年年激动地爬到正给患者止血的二姐姐面前,握着小拳头,跺着小胖脚,用出全身拉粑粑的力气给姐姐加油。
“@$#bang!%¥#!”
[震耳响亮婴儿语:姐姐加油!姐姐最棒!姐姐是奇迹!]
最后一个人止血成功,年恬手臂抽搐地跪坐在地,紧紧地抱住年年,又哭又笑。
年年轻轻地抱着姐姐的头,肉嘟嘟的双层下巴蹭一蹭姐姐的头顶。
年瑞和宋念书匆匆赶到医院,虽然从电话里知道她们两个没事,可还是止不住地担心,亲眼看见了才安心。
《何以为生》节目组的导演和编剧也在这里,他们知道年瑞和宋念书是年年的父母后,没有隐瞒地告知了林弥的家庭情况。
年瑞和宋念书有些奇怪这两人为什么跟他们说一个陌生孩子的情况。
年恬看一眼趴在她怀里酣睡的年年,解释道:“年年想养。”
年瑞和宋念书对视一眼,一个满眼纵容,一个眼底冒火。
宋念书:“又不是小猫小狗,养什么养!”
年瑞小声:“别墅装修的差不多了,再多一个也有地方住。”
年恬补充一句:“年年咬过了。”
“那得负责。

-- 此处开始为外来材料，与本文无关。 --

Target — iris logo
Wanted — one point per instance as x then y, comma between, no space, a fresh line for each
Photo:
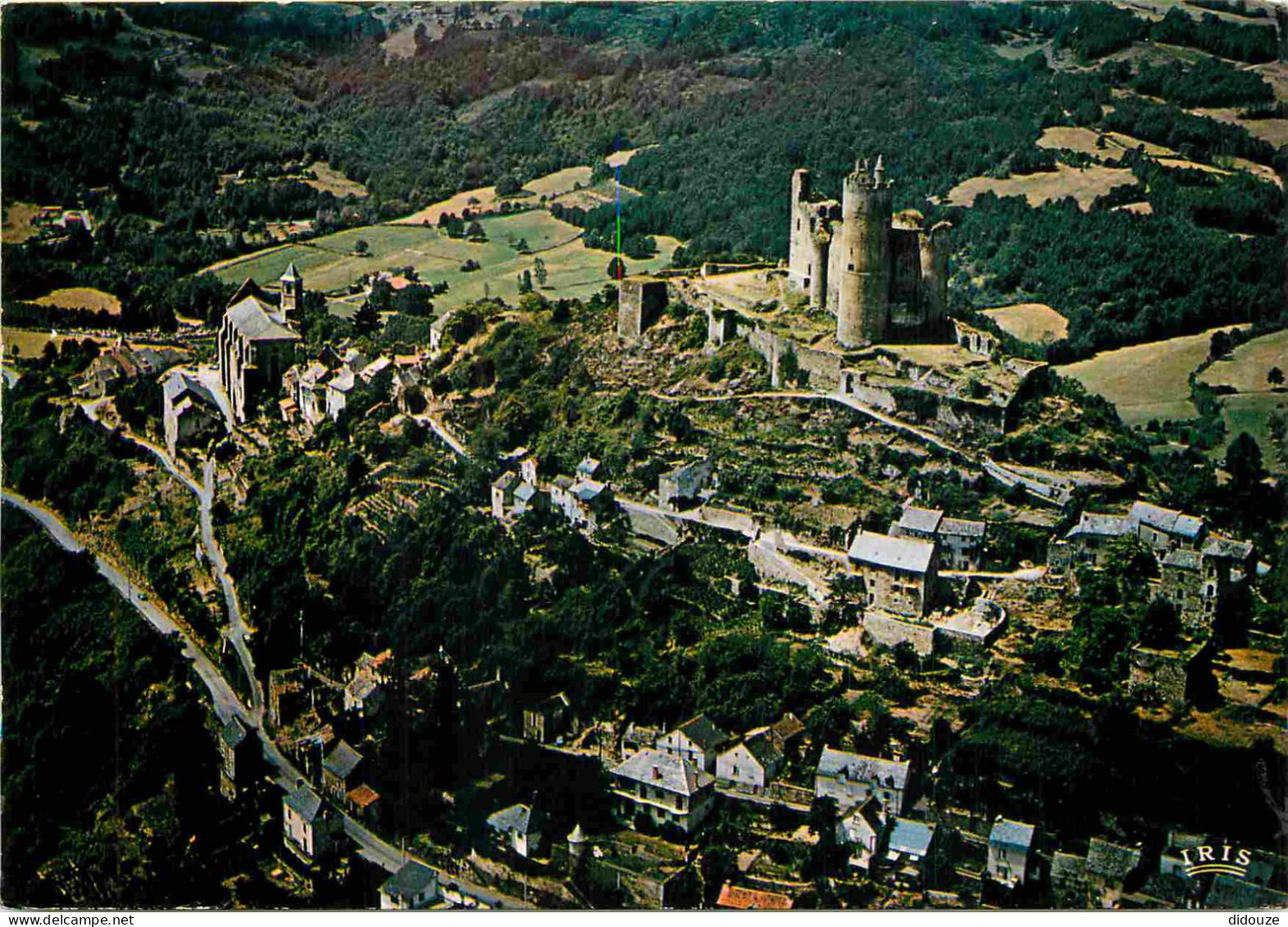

”年瑞帮腔。
宋念书看向年年。
年恬递给养母。
从姐姐的怀里移到了妈妈的怀里,年年在睡梦中感知了变化,软软糯糯地喊了一声妈妈。
宋念书的心一下子软了,亲一口年年的脸蛋,默认了。
林弥是所有患者里受伤最轻的,轻微的脑震荡,大腿出现裂纹,不用住院,在家慢慢养着就行。
林弥中间清醒了一次又很快昏睡过去,再醒过来时后脑勺的沉重感消失了,他坐起身,呆呆地看着婴儿床里的年年。
年年抱着大奶瓶翻身,看见林弥,眼睛乍亮,两只小胖手放下大奶瓶,揉一揉肥嘟嘟的脸蛋,按捺住内心的小兴奋,摆出严肃表情。
“%¥#*”
[郑重其事婴儿语:年年告诉哥哥一件大事,妈妈答应年年养哥哥了,以后哥哥就是年年的六哥哥了。哥哥放心,年年会像疼爱其他哥哥姐姐一样疼爱六哥哥的!]:,,.